With sales exceeding half a billion dollars.. Oppenheimer and Barbie films smash the box office

The first weekend for Oppenheimer and Barbie, which were released on the same day, offered a glimpse of hope for the Hollywood community amid ongoing labor disputes, as writers and actors unions continue to strike.

Moviegoers once again flocked to theaters this weekend, grabbing Greta Gerwig and Christopher Nolan’s “Barbie” Oppenheimer with a total of $235.5 million in ticket sales, making it probably the fourth biggest box office weekend of all time.

Oppenheimer’s “Barbenheimer” and the accompanying social media discussions may have contributed to its record-breaking viewership this week as many moviegoers chose to see the two contrasting films on the same day.

Barbie topped the 2023 box office with $155 million in ticket sales in North American theaters, which broke the first-weekend record for a movie directed by a woman.

And “Oppenheimer” took second place with sales of about $ 80 million in its first week.

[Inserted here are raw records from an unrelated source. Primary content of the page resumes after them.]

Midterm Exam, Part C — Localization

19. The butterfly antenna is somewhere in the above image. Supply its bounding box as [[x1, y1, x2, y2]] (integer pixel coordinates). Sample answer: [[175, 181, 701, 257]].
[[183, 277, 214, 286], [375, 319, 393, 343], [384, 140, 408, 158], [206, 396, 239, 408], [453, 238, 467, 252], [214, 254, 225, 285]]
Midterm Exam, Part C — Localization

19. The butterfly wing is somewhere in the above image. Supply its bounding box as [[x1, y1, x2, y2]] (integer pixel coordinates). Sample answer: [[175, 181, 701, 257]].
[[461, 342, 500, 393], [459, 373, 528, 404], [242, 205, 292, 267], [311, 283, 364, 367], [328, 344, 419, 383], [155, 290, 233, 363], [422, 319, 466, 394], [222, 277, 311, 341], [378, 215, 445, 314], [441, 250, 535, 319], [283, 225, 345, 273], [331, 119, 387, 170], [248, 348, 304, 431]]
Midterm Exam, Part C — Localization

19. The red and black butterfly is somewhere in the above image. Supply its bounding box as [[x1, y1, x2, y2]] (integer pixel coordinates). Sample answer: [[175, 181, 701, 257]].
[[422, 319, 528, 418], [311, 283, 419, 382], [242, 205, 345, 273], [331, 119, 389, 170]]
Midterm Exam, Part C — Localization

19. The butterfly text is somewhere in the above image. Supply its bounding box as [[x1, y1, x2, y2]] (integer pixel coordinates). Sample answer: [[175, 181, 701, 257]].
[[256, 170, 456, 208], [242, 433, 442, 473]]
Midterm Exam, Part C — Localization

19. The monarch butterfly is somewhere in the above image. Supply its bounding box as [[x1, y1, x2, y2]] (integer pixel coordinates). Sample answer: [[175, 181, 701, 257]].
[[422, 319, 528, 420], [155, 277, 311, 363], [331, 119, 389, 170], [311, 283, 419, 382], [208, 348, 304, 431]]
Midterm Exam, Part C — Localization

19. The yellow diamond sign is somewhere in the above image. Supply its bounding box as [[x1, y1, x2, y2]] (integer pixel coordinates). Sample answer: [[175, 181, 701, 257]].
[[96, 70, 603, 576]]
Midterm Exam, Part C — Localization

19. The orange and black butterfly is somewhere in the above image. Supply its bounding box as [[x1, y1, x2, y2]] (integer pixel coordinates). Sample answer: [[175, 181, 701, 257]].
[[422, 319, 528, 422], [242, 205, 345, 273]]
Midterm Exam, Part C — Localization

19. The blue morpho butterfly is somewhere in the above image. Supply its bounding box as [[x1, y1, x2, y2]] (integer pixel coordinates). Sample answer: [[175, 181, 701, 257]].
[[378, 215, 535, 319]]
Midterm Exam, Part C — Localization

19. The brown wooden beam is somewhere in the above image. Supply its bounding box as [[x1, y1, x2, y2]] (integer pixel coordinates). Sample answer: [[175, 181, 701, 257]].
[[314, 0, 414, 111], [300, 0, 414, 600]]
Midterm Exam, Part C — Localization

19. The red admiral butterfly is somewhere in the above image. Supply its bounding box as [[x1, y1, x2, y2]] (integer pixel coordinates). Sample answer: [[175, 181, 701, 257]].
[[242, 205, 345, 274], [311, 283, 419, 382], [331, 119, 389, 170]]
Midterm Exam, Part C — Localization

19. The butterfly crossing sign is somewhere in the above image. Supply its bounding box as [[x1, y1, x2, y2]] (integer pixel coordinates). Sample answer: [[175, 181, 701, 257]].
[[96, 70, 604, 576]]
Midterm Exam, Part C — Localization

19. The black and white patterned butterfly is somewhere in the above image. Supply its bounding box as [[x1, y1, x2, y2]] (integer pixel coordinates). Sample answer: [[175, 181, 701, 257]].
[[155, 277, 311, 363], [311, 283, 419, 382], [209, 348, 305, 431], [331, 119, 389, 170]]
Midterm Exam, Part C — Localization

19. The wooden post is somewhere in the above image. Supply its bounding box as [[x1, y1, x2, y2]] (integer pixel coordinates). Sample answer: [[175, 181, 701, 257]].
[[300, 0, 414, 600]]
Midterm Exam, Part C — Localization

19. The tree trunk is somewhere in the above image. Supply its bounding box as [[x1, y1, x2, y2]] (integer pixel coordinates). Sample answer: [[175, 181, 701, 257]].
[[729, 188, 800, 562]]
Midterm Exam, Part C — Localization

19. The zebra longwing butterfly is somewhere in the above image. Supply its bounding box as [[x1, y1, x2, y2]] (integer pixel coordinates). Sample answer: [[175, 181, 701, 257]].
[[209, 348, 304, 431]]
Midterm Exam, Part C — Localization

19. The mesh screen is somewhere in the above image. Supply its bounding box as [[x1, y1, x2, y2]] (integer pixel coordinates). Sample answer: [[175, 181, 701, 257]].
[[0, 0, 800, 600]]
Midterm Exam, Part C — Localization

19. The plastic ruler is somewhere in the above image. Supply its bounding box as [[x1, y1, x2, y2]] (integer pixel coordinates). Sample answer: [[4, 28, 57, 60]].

This weekend also marks the first time that a movie opened with more than $100 million and another movie opened with more than $80 million during the same weekend.

The National Association of Theater Owners said about 200,000 people booked tickets on the same day for the two films.

Internationally, “Barbie” earned $182 million from 69 territories, and “Oppenheimer” took in $93.7 million from 78 territories.

The successful opening weekend follows Hollywood’s twin strikes as the Writers Guild of America is set to enter its third month of strike, and the Screen, Television and Radio Actors Guild of America is set to enter its second week of strike. This is the first time in over 60 years that the writers and actors have struck at the same time.

Press tours for Barbie and Oppenheimer were disrupted earlier this month as a result of the strike after the union and the studios could not be reached after more than a month of talks over a new three-year contract.

Union rules stipulate that striking members cannot appear in person or promote their work on podcasts or premieres, meaning that the main cast of both films did not promote their work in the United States in the days leading up to the debut.

Not only did the striking unions ask moviegoers not to attend upcoming films like “Barbie” and “Oppenheimer”, but instead they asked supporters to publicize the strike issue on social media.

Unions have announced a schedule of sit-ins in cities across the United States, including New York City and Los Angeles.